Body language goes a lot further but I will discuss that in another blogpost.
Slower Rate of Speech
Speech is more than what you say; it is also how you say your words. The best example that comes to mind is the French language. Depending on how you pronounce a sentence, the sentence is perceived as a statement or a question.
Slowing down your speech rate makes you sound like a late night FM station DJ. It takes practice to get to that smooth voice.
Sympathy or Assistance Theme
The sympathy or assistance theme are classics in that sense that you ask if you can get help from the person you target or you express sympathy for a situation the person is in.
The circumstances are “light” in the sense of “Can you hold my book because I need to check the time”.
The favorite topic of every human being is themselves. When you take an interest in that human being and learn to not talk about yourself we call this ego suspension. Ego suspension is a very important skill to learn.
Once you get a person speaking the issue becomes to break off the conversation in a sense you can go back to that person again.
Validation of Others
Validation is the classic “look mommy, look what I can do”. Human beings like to be complimented. There is a little caveat you must pay attention to, that is to compliment action or something not involving the person (for example clothes).
Although we know compliments are just compliments and we want to think we are not affected by them, we simply are.

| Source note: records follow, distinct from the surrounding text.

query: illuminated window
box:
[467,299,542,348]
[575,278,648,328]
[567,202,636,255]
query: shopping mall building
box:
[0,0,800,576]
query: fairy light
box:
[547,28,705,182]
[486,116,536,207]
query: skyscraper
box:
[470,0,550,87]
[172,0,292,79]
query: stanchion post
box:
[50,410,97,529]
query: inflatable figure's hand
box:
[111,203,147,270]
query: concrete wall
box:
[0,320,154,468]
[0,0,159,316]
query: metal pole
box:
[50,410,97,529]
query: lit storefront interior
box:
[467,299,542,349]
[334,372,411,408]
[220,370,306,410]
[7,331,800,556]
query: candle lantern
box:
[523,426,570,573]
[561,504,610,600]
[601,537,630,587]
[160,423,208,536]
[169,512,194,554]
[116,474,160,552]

There are 3 main techniques to do this:
- active listening
- validation of thoughts and opinion
An important concept to grasp is that you do not need to agree with somebody but you do recognize their side.
Ask How? When? and Why?
How, when and why are questions every journalist asks when interviewing people. These questions help you to create a coat hanger for any conversation.
As you have probably noticed stories stop after a while, which means as a social engineer we need to stimulate people to keep talking.

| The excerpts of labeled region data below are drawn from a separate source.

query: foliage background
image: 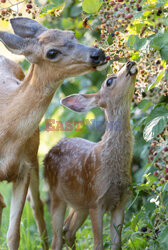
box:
[0,0,168,249]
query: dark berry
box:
[26,4,33,9]
[157,9,162,16]
[110,32,115,37]
[137,6,142,11]
[165,174,168,181]
[153,171,158,176]
[141,227,147,232]
[106,56,110,61]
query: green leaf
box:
[127,35,148,51]
[137,99,152,113]
[41,0,65,16]
[150,32,168,50]
[145,103,168,124]
[159,227,168,249]
[143,116,167,141]
[107,35,114,45]
[82,0,103,13]
[160,44,168,61]
[148,69,165,90]
[137,184,151,191]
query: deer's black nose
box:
[90,49,106,64]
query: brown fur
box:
[44,62,135,250]
[0,18,105,250]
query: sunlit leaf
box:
[82,0,103,13]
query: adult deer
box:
[44,62,137,250]
[0,18,106,250]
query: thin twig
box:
[0,0,25,11]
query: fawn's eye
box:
[106,77,117,87]
[47,49,61,60]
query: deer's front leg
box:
[7,173,30,250]
[0,194,6,227]
[111,207,124,250]
[30,160,48,249]
[89,208,104,250]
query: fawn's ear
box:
[0,31,25,55]
[61,94,97,112]
[10,17,47,38]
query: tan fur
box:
[0,18,104,250]
[44,62,135,250]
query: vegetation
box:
[0,0,168,250]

There are 6 basic techniques to elicit more information:
- minimal encourages (“uhu”, “i see|understand”)
- reflective question (repetition of the last 3 words with the right intonation)
- emotional labeling
- pauses (keeping quiet for 4 seconds after the person has pronounced the last word)
Quid Pro Quo
Quid pro quo is offering a bit of information. “A third party reference” is often a good conversation starter because the reference gives you some common ground to start with.
Reciprocity is one of the hardest things to resist. When people give you something the desire to give something back is strong.

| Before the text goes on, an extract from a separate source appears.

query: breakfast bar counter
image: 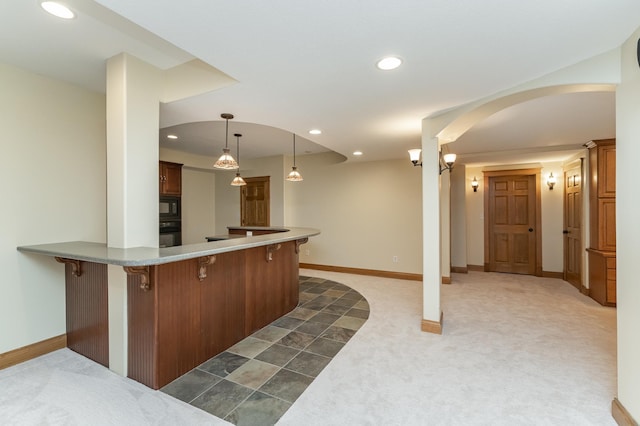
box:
[18,227,320,389]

There does not have to be a correlation between the gift and the gift’s economical value. Robin Dreeke describes an example of breath mints and hand sanitizer as a gift.
Every engagement with another being has an agenda. This means you have a desired outcome or objective.
When the objective isn’t met we can hold grudges or our feelings are hurt. Emotional detachment as described in stoicism is important because that means you can come back to the target with another proposal.
Why do I recommend this book?
Even if you are not into social engineering I recommend reading this book. One way it will make you a have better conversations and the other way is that you can start noticing patterns when people have used these techniques against you.
The book also contains a number of exercise which are really handy to start building a skill set.